Many people find physicalism an inhumane, philistine view. I wish I could dispel that idea. What underlies it, I suspect, is the ‘nothing but’ thought: If we are nothing but matter, then where is our specialness, our value, our subjectivity?
But why does it matter what we are made of? Suppose we were immaterial souls instead of physical beings. Would that make us special? Why? Couldn’t we still worry that we were nothing but soul stuff?
So where does our specialness come from? Perhaps our physical bodies are infused with a nonphysical essence that confers subjectivity and value? But that suggestion explains nothing at all. It’s just saying that are special because we possess an intrinsic specialness.
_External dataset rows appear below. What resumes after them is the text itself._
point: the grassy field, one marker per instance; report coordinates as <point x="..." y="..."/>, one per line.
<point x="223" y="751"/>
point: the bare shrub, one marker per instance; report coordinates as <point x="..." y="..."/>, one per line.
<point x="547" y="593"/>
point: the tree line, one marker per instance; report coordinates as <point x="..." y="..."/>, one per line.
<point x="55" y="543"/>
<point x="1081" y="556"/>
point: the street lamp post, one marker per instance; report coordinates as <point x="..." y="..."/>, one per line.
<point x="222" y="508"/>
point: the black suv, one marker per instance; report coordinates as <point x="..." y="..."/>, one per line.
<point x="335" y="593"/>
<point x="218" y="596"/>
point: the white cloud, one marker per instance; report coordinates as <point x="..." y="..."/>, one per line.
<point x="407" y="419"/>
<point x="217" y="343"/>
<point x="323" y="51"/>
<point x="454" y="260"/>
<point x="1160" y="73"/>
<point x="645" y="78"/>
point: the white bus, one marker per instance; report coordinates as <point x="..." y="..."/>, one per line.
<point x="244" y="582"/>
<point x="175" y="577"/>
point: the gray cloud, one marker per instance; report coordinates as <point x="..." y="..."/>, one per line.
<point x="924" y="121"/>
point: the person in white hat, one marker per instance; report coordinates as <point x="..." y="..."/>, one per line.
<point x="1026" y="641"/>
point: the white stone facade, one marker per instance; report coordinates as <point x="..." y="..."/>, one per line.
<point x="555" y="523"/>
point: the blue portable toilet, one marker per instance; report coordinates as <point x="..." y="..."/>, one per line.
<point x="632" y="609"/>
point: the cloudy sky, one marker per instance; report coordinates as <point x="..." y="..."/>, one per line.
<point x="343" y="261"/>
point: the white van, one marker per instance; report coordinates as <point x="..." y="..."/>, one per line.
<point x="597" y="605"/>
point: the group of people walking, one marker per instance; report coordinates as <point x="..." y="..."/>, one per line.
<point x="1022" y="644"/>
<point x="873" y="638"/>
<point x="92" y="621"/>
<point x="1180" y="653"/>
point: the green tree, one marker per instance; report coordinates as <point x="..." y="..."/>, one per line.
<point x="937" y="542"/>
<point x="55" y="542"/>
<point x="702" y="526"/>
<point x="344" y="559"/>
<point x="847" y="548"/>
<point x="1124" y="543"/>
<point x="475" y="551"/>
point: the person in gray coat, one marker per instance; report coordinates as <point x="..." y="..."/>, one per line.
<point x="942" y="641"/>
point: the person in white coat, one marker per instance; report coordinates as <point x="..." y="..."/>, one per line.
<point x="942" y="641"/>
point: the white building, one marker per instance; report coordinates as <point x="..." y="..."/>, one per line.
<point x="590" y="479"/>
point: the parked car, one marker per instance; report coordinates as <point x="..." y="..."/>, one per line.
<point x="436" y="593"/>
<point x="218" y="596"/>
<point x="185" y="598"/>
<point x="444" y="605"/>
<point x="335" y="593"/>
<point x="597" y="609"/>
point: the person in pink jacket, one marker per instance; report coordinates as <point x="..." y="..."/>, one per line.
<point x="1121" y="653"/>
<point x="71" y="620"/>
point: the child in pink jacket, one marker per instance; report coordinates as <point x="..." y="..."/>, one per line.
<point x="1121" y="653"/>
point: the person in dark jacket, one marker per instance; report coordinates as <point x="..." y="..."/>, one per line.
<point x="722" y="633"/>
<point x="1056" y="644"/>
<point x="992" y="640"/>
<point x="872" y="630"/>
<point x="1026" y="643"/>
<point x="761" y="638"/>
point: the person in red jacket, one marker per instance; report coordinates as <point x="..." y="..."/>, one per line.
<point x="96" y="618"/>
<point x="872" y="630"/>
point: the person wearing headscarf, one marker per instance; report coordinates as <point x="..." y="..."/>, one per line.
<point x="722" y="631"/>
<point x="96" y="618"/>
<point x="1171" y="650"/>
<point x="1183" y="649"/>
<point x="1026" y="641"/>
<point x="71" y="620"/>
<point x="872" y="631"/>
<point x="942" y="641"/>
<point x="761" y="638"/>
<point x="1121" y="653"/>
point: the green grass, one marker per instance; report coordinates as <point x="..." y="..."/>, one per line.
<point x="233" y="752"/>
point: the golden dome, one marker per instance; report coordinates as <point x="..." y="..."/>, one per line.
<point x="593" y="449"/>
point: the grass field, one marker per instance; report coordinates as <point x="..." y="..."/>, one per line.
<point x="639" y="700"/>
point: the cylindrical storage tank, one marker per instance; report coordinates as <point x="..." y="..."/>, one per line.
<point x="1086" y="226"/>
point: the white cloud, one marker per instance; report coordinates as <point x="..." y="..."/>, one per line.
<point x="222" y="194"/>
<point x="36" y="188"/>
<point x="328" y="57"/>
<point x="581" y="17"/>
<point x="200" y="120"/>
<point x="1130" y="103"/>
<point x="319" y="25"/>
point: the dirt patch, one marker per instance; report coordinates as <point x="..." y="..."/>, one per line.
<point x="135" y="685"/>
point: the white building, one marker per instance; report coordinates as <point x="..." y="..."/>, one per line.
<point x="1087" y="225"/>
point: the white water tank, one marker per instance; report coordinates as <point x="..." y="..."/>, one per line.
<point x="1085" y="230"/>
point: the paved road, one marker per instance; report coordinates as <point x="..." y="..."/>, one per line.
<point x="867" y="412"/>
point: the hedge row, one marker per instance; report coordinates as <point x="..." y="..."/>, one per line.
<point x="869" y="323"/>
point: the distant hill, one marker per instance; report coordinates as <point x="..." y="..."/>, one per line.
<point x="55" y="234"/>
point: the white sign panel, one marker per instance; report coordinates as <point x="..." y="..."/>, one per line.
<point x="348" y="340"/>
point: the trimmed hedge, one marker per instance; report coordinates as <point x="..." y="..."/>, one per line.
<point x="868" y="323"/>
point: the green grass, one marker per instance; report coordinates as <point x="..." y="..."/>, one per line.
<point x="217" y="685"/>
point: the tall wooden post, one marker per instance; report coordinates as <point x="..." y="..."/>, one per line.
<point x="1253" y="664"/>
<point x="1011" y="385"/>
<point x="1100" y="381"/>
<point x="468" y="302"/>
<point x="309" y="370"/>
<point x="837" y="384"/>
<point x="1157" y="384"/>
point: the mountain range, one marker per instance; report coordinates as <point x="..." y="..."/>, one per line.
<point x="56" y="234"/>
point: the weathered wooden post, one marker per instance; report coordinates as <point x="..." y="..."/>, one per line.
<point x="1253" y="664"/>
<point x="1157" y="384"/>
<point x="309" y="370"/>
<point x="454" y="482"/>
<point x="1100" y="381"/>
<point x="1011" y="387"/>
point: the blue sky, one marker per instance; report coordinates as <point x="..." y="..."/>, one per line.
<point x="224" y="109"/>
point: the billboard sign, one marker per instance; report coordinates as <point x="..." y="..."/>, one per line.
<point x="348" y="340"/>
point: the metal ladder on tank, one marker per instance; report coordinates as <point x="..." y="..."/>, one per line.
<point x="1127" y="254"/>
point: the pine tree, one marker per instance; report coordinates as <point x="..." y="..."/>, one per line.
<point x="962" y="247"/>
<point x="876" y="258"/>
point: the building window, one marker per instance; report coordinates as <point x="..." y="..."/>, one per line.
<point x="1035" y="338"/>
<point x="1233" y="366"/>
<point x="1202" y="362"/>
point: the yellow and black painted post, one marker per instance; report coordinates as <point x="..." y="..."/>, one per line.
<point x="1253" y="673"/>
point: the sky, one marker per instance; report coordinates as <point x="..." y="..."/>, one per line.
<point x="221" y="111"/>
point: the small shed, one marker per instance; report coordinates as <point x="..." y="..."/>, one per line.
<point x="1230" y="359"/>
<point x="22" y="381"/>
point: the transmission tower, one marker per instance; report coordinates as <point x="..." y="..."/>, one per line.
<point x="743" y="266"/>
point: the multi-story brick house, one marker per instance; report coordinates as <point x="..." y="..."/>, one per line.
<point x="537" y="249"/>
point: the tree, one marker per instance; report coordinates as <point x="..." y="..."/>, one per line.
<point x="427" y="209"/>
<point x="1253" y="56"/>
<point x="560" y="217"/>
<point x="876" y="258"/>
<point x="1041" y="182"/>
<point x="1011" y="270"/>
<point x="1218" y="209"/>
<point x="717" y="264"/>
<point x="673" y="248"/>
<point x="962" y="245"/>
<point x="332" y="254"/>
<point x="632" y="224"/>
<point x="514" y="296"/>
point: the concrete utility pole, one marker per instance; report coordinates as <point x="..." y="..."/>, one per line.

I think there’s a better way of looking at it. It’s not the stuff we’re made of that matters, nor some essence within it. It’s the way the stuff is organized. Is Michelangelo’s David ‘nothing but marble’? Yes; there’s no extra ingredient or special essence. But it’s marble shaped in a meaningful way by the hands of a great creative artist. And we are matter shaped in a meaningful way by billions of years of natural experimentation and selection.
It’s this billion-year heritage of natural design that has endowed us with the sensitivities and reactive dispositions that underpin our sense of value and subjectivity. We’re matter that nature has made special — and we’re beginning to understand how nature did it.